In six of the largest African nations for which there is trading data in the online exchange Local Bitcoins, the average premium to the Bloomberg bitcoin index is 7 percent; the gap in major bitcoin trading hubs such as China, South Korea, Germany and the U.K. doesn’t surpass 3 percent. Mutai said he sees cryptocurrencies as safe because “local political issues don’t affect them” — something of note in Kenya, where after two elections within three months there’s still a stalemate over who is the rightful leader.
Just last year, Mutai hadn’t heard of bitcoin, which hardly makes him unusual. Neither does the fact that a decade ago he didn’t have access to a computer. He was interested in technology, though, and borrowed a friend’s Nokia Symbian S40, one of the first non-smartphones that could download apps. In between odd jobs in farming, herding sheep and ferrying people on his motorcycle, he taught himself the basics of HTML and CSS coding languages.
He was living at the time in his mother’s home village — they moved there from the city for his last year of high school, after his twin brother died and his mom lost her job — and was barely earning enough to survive. So he decided to move in with his uncle in Nairobi, who happened to have a desktop computer and a WiFi connection. “It was do or die,” he said.
Mutai spent four months glued to the computer, worrying his uncle, who at one point took the machine away. After mastering the mysteries of code, he landed a job as a programmer. He also became a consultant for the technology incubator iHub and for the Nairobi County government. By 2016, he was named Kenya’s top-ranked software developer by Git Awards, which bases its rankings on data from GitHub, a site where coders store and share their work.
Now Mutai works for Andela, which trains developers and engineers throughout Africa and connects them with companies including Microsoft Corp.

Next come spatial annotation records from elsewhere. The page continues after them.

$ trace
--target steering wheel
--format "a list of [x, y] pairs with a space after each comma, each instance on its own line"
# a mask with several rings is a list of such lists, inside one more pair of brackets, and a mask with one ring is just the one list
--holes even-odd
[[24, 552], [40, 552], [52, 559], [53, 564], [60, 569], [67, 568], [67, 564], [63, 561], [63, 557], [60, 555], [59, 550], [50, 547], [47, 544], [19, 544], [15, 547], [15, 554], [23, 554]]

His current contract is with Restaurant Brands International Inc., building an ordering app for Tim Hortons. He’s in the Kenyan middle class, a feat for a guy without a college degree.
But his opportunity for real wealth, Mutai figures, is in cryptocurrencies, which he can exchange for dollars or hold as an investment. His mining rig runs six 1080 Ti graphics cards. Maintenance is pretty low, as he wrote on his Facebook page: “It sits in my living room doing its thing all day every day with little or no supervision.”

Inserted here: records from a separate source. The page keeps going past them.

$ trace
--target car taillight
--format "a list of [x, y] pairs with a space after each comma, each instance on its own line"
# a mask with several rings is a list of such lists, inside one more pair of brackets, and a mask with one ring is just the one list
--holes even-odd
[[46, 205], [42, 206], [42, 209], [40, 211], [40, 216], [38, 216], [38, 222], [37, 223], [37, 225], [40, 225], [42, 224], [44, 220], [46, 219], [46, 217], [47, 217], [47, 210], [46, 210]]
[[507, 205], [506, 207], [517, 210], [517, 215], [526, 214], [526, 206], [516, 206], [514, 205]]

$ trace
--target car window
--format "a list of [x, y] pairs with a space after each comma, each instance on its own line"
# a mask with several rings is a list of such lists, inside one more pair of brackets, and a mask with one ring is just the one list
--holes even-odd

At the moment, the rig churns out mainly digital coins called Zcash and LBRY Credits. Mutai said he’d like to increase production by plugging in two more graphics cards, but that will have to wait until he can upgrade the power supply to his apartment. As it is, his monthly electric bill is about $200, steep for a residence in Nairobi.
His initial-coin offerings investing takes more personal energy. “I do a lot of research,” Mutai said. “I feel like a small VC.”
Is he treading dangerous waters? Possibly, but he’s up for the gamble. “They say no-risk, no-return, and I’m willing to take the risk.”